Proxy adviser’s downgrades cost companies 1% of market value

Evidence demonstrates that investors’ behaviours change when the largest proxy advisory firm downgrades public companies’ rating on governance ground.

Professor Paul M. Guest and PhD student Marco Nerino of King’s Business School at King’s College London empirically demonstrate that Institutional Shareholder Services‘ (ISS) announcement of corporate governance ratings downgrades has a large negative stock return. When ISS marks public companies down in terms of governance, investors flee according to Guest and Nerino’s event study.

“Rating downgrades by ISS are associated with negative returns of -1.14% over a 3-day announcement window”. On the other hand, upgrade announcements do not result in a significant market reaction. The two scholars worked on 18,911 rating change announcements by ISS contributing to the debate on proxy advisory firms.

In fact, there is an ongoing debate about the influence of proxy advisers. This service is one of the many provided by corporate governance analyst firms. The array of services includes data, analysis, consulting, and of course ratings and proxy recommendations.

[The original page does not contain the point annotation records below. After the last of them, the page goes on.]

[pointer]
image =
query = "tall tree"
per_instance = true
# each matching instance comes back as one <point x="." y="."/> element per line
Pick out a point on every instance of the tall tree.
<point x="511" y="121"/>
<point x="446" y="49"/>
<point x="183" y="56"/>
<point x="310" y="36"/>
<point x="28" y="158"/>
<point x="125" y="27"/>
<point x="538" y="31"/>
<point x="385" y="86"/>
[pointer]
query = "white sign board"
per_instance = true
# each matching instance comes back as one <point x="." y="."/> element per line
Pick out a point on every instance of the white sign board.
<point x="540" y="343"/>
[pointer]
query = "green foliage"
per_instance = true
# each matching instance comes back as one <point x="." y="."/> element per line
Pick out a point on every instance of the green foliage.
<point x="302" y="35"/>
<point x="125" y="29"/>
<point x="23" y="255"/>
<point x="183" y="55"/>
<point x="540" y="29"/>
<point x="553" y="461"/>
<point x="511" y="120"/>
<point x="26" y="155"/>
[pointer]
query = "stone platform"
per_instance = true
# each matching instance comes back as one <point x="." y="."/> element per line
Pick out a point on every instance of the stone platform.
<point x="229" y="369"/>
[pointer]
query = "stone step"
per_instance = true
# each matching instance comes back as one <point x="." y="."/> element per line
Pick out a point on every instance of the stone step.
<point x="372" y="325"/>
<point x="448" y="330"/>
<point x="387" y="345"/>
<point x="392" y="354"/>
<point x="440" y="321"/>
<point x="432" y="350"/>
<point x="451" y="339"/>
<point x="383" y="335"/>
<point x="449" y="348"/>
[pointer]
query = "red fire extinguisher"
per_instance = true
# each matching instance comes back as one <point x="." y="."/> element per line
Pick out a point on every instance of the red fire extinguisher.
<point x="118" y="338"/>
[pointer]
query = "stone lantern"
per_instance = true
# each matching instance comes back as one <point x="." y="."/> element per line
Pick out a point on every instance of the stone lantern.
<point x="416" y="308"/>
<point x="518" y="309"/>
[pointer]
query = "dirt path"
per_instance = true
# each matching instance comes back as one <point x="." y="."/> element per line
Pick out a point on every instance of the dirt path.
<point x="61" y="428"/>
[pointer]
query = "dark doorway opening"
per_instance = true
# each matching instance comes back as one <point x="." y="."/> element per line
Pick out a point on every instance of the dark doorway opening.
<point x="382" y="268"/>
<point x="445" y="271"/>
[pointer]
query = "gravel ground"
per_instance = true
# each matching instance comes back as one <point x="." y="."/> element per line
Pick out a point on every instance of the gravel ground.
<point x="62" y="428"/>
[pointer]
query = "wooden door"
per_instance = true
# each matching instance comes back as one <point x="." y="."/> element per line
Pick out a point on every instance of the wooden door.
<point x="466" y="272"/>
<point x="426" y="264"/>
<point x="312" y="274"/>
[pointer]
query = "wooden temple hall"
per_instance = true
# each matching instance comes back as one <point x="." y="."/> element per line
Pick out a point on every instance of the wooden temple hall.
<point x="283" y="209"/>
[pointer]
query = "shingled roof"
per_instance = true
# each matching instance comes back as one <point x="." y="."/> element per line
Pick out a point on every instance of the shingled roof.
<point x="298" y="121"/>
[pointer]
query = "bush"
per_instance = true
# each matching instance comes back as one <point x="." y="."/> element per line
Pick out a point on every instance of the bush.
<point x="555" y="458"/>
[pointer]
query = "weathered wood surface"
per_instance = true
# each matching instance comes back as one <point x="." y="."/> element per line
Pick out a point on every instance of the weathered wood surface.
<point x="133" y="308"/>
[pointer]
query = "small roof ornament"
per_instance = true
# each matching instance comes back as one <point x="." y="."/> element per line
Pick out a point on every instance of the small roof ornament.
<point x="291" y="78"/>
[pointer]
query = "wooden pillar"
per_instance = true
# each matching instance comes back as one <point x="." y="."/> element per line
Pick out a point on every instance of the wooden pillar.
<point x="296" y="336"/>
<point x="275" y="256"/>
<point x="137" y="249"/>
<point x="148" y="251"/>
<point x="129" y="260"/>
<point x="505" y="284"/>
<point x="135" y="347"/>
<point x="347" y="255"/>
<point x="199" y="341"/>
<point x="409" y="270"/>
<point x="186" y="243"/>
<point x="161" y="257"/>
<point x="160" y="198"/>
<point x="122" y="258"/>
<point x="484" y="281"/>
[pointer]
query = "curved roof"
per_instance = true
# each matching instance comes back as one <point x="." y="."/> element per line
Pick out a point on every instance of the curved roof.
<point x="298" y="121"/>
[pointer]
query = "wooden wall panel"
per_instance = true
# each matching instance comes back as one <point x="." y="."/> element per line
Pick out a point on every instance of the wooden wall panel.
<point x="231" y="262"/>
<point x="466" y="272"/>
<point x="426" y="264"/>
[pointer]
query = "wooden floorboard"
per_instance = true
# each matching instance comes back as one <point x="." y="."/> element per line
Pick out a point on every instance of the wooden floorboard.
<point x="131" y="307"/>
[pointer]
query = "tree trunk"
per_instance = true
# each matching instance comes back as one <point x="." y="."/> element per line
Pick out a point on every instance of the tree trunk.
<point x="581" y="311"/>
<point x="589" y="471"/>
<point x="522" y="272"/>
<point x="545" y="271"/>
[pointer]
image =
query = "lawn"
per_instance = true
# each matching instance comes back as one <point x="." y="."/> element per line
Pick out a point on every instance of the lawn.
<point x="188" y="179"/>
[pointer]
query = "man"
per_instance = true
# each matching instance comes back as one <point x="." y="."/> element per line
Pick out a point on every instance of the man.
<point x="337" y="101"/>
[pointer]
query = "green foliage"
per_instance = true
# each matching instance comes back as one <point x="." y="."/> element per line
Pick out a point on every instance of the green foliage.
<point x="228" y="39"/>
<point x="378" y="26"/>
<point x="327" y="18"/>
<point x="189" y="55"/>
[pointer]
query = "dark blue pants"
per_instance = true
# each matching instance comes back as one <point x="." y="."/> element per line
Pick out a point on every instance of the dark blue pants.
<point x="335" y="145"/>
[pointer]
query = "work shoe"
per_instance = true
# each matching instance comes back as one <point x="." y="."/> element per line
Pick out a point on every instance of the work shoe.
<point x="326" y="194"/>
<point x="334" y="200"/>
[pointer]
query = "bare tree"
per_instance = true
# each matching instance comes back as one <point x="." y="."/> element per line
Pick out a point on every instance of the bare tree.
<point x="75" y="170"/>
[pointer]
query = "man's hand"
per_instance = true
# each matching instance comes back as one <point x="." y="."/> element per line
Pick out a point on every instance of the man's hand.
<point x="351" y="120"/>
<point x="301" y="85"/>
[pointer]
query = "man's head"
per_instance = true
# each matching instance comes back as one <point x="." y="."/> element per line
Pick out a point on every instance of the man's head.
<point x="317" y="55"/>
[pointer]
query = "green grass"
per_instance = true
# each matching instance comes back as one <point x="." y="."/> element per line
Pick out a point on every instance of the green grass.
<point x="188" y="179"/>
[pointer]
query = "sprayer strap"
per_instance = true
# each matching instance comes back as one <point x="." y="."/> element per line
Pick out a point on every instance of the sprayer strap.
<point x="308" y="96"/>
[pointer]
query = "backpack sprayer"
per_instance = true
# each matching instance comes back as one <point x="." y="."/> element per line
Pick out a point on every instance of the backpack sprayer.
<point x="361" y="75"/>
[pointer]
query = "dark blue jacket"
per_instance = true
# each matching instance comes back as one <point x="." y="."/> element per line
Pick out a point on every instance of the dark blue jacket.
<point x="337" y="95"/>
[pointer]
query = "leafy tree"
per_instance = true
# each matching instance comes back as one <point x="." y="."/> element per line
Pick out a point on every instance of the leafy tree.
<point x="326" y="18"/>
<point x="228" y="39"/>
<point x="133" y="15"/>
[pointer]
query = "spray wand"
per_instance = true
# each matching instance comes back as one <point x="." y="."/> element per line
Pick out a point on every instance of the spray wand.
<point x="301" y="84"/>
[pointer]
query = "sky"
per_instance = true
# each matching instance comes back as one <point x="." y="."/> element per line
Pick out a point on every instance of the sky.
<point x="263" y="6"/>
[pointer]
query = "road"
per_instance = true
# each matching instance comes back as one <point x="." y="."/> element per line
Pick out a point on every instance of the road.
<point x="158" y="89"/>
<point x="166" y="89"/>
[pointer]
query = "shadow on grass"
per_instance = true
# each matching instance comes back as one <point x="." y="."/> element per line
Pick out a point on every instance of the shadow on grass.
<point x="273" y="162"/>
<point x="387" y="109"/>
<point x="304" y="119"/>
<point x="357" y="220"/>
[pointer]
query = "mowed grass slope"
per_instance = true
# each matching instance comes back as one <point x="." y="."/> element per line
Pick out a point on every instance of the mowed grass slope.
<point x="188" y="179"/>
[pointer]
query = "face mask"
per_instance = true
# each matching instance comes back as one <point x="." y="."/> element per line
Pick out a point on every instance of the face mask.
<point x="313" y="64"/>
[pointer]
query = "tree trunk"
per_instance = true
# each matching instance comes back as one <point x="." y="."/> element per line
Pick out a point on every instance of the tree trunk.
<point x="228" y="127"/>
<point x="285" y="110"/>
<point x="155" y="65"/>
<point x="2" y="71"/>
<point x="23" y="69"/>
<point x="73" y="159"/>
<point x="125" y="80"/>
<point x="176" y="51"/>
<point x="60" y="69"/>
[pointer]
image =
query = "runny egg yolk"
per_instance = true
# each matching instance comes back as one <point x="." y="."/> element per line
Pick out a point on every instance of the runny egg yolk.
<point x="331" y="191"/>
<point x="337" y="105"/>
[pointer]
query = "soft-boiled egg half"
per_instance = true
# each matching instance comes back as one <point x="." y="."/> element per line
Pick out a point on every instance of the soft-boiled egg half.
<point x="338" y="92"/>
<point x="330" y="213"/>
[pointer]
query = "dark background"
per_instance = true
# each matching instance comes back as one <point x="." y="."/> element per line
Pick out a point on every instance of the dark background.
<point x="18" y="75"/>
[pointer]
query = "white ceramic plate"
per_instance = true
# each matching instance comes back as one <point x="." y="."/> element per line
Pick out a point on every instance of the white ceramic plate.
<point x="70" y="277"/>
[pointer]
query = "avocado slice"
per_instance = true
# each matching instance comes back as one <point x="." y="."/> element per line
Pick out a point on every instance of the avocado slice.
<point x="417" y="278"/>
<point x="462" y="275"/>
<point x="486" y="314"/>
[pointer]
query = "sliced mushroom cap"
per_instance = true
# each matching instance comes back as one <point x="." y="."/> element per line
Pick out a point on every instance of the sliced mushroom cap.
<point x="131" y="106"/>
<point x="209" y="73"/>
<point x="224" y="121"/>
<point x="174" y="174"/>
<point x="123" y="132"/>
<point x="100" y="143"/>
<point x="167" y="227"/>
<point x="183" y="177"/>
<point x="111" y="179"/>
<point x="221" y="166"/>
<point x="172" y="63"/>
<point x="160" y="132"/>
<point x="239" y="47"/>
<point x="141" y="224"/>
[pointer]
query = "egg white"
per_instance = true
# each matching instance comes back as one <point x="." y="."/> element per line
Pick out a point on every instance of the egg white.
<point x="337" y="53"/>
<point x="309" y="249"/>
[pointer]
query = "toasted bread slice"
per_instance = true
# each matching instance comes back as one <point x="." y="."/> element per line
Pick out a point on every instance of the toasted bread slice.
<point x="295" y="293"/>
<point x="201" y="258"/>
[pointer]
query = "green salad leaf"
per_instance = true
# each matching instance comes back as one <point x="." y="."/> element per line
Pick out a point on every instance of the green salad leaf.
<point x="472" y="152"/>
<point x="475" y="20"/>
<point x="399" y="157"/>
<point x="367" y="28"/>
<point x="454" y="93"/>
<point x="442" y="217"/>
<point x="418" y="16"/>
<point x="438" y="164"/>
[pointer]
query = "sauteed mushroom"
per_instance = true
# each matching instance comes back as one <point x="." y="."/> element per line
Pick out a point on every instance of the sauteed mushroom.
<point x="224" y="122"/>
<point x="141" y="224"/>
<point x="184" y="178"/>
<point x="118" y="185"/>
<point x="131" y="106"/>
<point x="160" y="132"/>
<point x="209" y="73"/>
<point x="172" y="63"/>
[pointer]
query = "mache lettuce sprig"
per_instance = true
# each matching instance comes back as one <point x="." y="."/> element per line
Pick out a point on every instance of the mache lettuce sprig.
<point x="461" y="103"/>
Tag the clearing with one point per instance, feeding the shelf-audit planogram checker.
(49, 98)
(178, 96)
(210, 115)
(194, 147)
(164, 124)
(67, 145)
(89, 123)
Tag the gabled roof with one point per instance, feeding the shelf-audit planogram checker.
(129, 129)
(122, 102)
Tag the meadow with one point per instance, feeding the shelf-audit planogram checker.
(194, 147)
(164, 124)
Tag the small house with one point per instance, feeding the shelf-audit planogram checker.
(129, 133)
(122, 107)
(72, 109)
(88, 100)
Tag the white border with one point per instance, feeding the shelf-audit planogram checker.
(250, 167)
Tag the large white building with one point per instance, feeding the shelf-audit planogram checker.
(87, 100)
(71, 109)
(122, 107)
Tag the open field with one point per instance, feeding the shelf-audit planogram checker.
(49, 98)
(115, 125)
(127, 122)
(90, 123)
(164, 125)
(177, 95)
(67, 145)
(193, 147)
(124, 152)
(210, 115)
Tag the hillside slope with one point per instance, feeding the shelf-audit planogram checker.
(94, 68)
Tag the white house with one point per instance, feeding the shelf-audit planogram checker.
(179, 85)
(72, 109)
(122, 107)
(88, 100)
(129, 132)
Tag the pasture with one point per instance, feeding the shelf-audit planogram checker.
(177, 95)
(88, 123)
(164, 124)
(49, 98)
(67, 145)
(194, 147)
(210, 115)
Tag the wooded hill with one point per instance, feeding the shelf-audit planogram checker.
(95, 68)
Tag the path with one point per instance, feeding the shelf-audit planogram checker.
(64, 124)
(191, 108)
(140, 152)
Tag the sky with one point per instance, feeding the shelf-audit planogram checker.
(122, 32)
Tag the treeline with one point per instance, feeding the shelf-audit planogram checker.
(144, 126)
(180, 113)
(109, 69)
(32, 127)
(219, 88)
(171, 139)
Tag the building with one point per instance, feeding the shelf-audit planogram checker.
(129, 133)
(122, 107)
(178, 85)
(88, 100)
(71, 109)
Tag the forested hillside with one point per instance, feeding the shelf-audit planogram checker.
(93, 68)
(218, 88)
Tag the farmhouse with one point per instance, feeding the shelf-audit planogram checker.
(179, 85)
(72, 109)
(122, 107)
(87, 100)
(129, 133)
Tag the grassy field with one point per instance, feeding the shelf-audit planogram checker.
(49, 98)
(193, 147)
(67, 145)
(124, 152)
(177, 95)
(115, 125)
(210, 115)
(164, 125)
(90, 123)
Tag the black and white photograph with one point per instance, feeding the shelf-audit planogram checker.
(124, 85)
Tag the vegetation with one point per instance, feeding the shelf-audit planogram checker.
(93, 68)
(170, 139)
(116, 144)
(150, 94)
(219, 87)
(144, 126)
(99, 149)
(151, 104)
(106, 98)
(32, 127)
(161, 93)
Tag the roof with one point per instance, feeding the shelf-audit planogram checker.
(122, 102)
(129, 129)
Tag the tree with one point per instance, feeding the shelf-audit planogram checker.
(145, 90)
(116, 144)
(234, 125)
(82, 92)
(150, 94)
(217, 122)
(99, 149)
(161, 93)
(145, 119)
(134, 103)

ISS wield influence over company governance choices and investor decisions, and companies are lobbying SEC for more stringent scrutiny of proxy advisers like ISS. They argue that proxy advisers has a conflict of interest because they issues governance ratings, while selling corporate governance consultancy services to public companies.

Guest and Nerino’s study demonstrates that, as information intermediary in financial markets, ISS has influence and impact beyond “proxy recommendations and subsequent voting outcomes”, i.e. outside the proxy season.